Last year was the worst year of my life. At the low point of the worst year of my life, my mom was killed in a car accident. It was already bad before that, and it was worse after. 2010 was my nemesis, kicking me when I was down, throwing salt in my wounds, kneeling on my chest every time I tried to stand up. I don't believe that time heals all, but I know that every situation is temporary. My mom is never coming back -- that is permanent -- but every day since she died is a day that I lived, a day that has passed, a day that will never come again. Everything changes, and if I can continue to think, and act, and breathe, and be myself, then I can survive any situation. I may be changed, but I will also be whole, unbroken.

This life is the only one I get and I will never give up on myself.


My Dad

My parents' wedding day

(Originally published on Opinions for Nothing.)

My dad was 19 years old when he married my mom. She was 16 years old, and three months pregnant with me. My parents separated when I was five years old, and divorced when I was nine years old.

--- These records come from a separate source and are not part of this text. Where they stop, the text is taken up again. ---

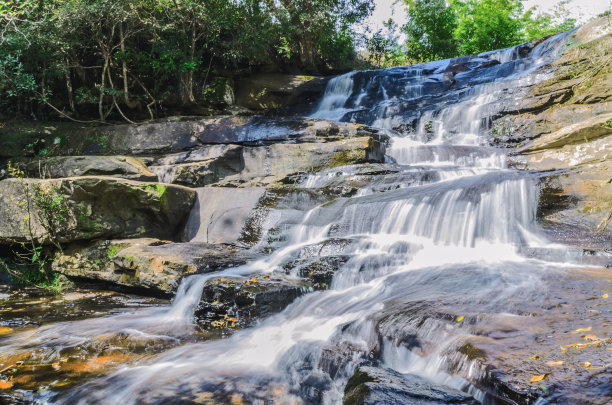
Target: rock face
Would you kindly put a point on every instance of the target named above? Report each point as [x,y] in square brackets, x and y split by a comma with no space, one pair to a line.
[92,207]
[149,265]
[381,386]
[71,166]
[565,126]
[238,302]
[235,165]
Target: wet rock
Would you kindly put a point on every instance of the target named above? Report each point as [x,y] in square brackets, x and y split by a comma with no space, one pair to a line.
[563,128]
[148,265]
[238,302]
[563,337]
[221,215]
[319,262]
[232,165]
[381,386]
[172,136]
[273,90]
[71,166]
[92,207]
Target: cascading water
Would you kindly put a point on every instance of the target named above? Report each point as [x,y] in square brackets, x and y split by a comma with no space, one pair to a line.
[441,233]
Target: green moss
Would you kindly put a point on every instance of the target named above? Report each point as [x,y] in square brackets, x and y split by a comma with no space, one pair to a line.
[356,388]
[112,251]
[345,157]
[472,352]
[158,190]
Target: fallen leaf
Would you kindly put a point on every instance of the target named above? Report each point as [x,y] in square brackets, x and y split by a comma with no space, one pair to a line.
[102,359]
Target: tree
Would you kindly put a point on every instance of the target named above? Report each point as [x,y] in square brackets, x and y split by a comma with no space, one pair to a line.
[384,49]
[538,25]
[484,25]
[430,30]
[311,24]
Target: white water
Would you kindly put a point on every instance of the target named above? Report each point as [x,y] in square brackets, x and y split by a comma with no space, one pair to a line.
[450,239]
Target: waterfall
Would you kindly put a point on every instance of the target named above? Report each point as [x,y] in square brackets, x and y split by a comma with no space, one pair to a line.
[444,231]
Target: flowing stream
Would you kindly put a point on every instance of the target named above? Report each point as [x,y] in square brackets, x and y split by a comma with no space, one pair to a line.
[444,232]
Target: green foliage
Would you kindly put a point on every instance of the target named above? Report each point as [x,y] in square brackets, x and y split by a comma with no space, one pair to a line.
[385,50]
[438,29]
[108,59]
[484,25]
[46,206]
[537,25]
[430,30]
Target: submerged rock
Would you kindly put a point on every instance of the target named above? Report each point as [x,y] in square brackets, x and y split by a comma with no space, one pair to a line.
[239,302]
[91,207]
[382,386]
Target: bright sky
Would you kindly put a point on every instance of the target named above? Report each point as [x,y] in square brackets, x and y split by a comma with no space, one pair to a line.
[582,10]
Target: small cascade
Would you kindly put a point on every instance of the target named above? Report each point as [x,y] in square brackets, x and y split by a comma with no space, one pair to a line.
[435,233]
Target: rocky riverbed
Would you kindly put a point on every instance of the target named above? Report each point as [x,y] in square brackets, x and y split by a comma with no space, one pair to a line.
[437,233]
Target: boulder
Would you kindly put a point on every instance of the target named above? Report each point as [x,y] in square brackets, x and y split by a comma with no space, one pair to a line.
[238,302]
[246,166]
[223,215]
[383,386]
[84,208]
[274,90]
[70,166]
[148,265]
[563,127]
[171,136]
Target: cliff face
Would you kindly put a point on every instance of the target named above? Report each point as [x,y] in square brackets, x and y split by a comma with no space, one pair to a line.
[564,129]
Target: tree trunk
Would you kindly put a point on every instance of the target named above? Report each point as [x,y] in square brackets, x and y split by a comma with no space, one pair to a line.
[69,87]
[307,51]
[128,102]
[187,96]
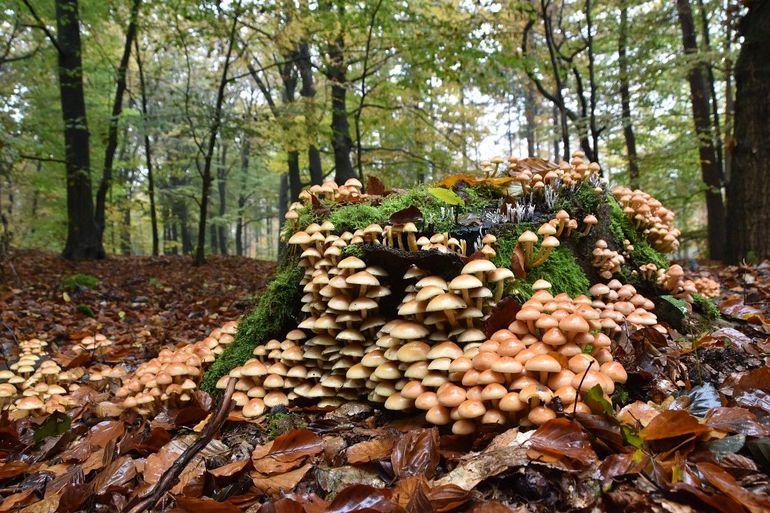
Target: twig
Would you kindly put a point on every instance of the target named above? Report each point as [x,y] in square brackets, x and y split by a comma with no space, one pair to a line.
[171,476]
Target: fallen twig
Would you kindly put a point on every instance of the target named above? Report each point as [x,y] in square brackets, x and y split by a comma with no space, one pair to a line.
[170,477]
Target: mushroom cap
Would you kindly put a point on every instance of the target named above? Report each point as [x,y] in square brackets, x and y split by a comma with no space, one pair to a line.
[409,330]
[414,351]
[543,363]
[478,266]
[465,282]
[447,301]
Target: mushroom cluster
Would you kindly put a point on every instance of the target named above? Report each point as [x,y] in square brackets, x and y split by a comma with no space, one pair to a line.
[649,216]
[621,305]
[170,378]
[673,280]
[33,384]
[534,174]
[606,260]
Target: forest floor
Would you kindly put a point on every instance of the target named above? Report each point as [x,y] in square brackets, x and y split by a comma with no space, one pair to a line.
[694,437]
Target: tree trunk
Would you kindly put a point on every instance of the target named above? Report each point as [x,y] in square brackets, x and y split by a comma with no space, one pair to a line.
[709,160]
[117,108]
[748,192]
[148,154]
[222,189]
[337,74]
[625,98]
[200,250]
[83,239]
[307,91]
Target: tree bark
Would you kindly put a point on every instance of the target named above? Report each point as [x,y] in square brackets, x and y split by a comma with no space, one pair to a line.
[709,161]
[222,189]
[748,192]
[83,237]
[117,108]
[200,250]
[307,91]
[342,143]
[625,98]
[148,154]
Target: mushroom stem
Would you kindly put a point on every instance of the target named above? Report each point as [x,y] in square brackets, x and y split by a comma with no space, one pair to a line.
[412,242]
[541,257]
[451,317]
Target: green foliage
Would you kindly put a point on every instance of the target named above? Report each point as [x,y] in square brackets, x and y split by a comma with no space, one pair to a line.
[706,306]
[621,228]
[354,217]
[276,424]
[353,250]
[275,310]
[76,281]
[563,271]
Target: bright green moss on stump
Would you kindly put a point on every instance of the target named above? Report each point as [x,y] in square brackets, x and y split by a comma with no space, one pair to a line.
[270,318]
[706,306]
[621,228]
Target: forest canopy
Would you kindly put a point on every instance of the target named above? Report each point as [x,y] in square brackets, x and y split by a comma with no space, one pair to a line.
[146,127]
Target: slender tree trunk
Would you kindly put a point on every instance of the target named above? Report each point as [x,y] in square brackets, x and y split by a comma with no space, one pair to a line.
[748,191]
[222,189]
[83,238]
[337,74]
[200,250]
[148,153]
[117,108]
[625,98]
[709,159]
[530,115]
[308,92]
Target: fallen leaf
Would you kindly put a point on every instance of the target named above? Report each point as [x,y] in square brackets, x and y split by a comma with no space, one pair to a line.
[229,469]
[563,438]
[370,450]
[725,483]
[296,444]
[736,420]
[416,453]
[281,483]
[360,498]
[672,424]
[205,505]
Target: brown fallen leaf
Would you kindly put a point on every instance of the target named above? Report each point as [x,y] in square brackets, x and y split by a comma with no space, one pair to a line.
[205,505]
[736,420]
[229,469]
[563,438]
[672,424]
[296,444]
[725,483]
[416,453]
[281,483]
[370,450]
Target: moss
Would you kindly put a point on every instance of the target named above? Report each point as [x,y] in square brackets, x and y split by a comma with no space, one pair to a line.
[706,306]
[354,217]
[564,273]
[621,228]
[353,250]
[76,281]
[561,269]
[270,318]
[583,201]
[278,423]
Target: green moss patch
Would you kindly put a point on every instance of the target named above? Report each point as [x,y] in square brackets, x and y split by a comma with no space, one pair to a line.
[76,281]
[621,228]
[276,308]
[706,306]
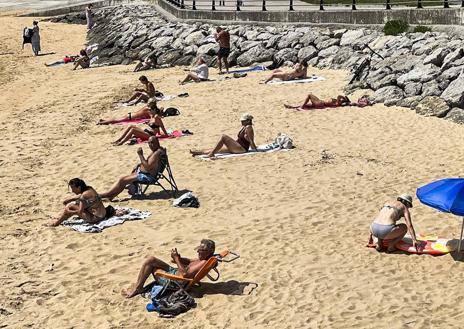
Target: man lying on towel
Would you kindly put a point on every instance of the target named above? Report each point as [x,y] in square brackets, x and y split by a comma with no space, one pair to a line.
[300,71]
[145,172]
[313,102]
[188,268]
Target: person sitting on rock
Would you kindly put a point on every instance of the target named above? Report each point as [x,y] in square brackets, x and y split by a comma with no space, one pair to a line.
[143,113]
[226,144]
[155,127]
[83,61]
[145,172]
[313,102]
[300,71]
[148,63]
[142,95]
[186,267]
[197,74]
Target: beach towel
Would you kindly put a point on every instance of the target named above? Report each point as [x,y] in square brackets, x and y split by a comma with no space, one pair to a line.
[251,69]
[314,78]
[80,225]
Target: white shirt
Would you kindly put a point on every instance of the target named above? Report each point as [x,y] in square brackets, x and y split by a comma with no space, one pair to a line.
[202,71]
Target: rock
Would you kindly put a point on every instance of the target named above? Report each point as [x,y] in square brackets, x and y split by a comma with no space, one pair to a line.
[256,54]
[451,57]
[431,88]
[456,115]
[349,38]
[331,51]
[454,94]
[307,53]
[287,54]
[388,93]
[412,89]
[195,38]
[436,57]
[432,106]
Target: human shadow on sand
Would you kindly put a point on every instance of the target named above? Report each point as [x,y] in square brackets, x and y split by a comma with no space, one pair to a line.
[231,287]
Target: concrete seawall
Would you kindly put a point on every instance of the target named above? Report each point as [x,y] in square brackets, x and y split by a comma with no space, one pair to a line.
[437,16]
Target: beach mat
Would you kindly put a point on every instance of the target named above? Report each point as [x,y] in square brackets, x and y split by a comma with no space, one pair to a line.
[310,79]
[251,69]
[260,150]
[80,225]
[427,244]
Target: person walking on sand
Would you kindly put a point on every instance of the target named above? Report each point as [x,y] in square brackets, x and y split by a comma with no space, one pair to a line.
[223,38]
[384,226]
[35,40]
[186,267]
[89,16]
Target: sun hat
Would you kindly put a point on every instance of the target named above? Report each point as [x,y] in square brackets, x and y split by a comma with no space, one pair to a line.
[406,197]
[246,117]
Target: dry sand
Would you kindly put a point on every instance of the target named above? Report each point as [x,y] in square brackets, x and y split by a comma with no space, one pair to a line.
[299,222]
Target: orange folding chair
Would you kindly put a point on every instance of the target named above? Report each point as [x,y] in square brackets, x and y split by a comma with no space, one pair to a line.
[211,264]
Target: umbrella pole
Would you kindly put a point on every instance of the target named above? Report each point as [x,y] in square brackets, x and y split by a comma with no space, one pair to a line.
[460,240]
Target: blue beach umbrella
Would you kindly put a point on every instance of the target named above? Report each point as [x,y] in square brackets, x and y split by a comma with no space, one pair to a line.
[446,195]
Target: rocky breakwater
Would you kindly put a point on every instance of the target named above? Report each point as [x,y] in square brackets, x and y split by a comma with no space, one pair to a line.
[422,71]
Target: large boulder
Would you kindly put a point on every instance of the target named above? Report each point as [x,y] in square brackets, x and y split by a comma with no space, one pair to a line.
[255,55]
[388,93]
[456,115]
[454,94]
[432,106]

My dad wasn't known for his lawful behavior. He didn't make court-ordered child support payments. He infrequently took advantage of court-allowed visitations with his children. He did not adhere to laws prohibiting the possession, use, and sale of illegal drugs. Two of the three things on that list caused him to be in and out of jail for much of my childhood.

My dad was book smart without a college degree. After he left the Air Force, he was an engineering technician until the recession of the late-'80s and early-'90s. After that, he drifted from odd job to odd job, preferring those that paid cash so he wouldn't have to make child support payments. It's unfortunate that he never grew up.

When I was in college, I made peace with the fact that my dad was never going to change and never going to be the kind of dad I needed. He was family and I still loved him, but as long as I expected him to act like a father, I would be disappointed. I resolved to treat him like an uncle -- not even a favorite uncle. After that, we had a much better relationship.

Eventually, my dad paid off the back child support with an extended jail term. I was well into my 20s by then. When he was released, he moved to New Mexico to live with my retired grandmother. He had a steady job and had been promoted to a supervisory position when he was diagnosed with pancreatic cancer. Eighteen months later, at the age of 50, he was dead. Today would have been his 57th birthday.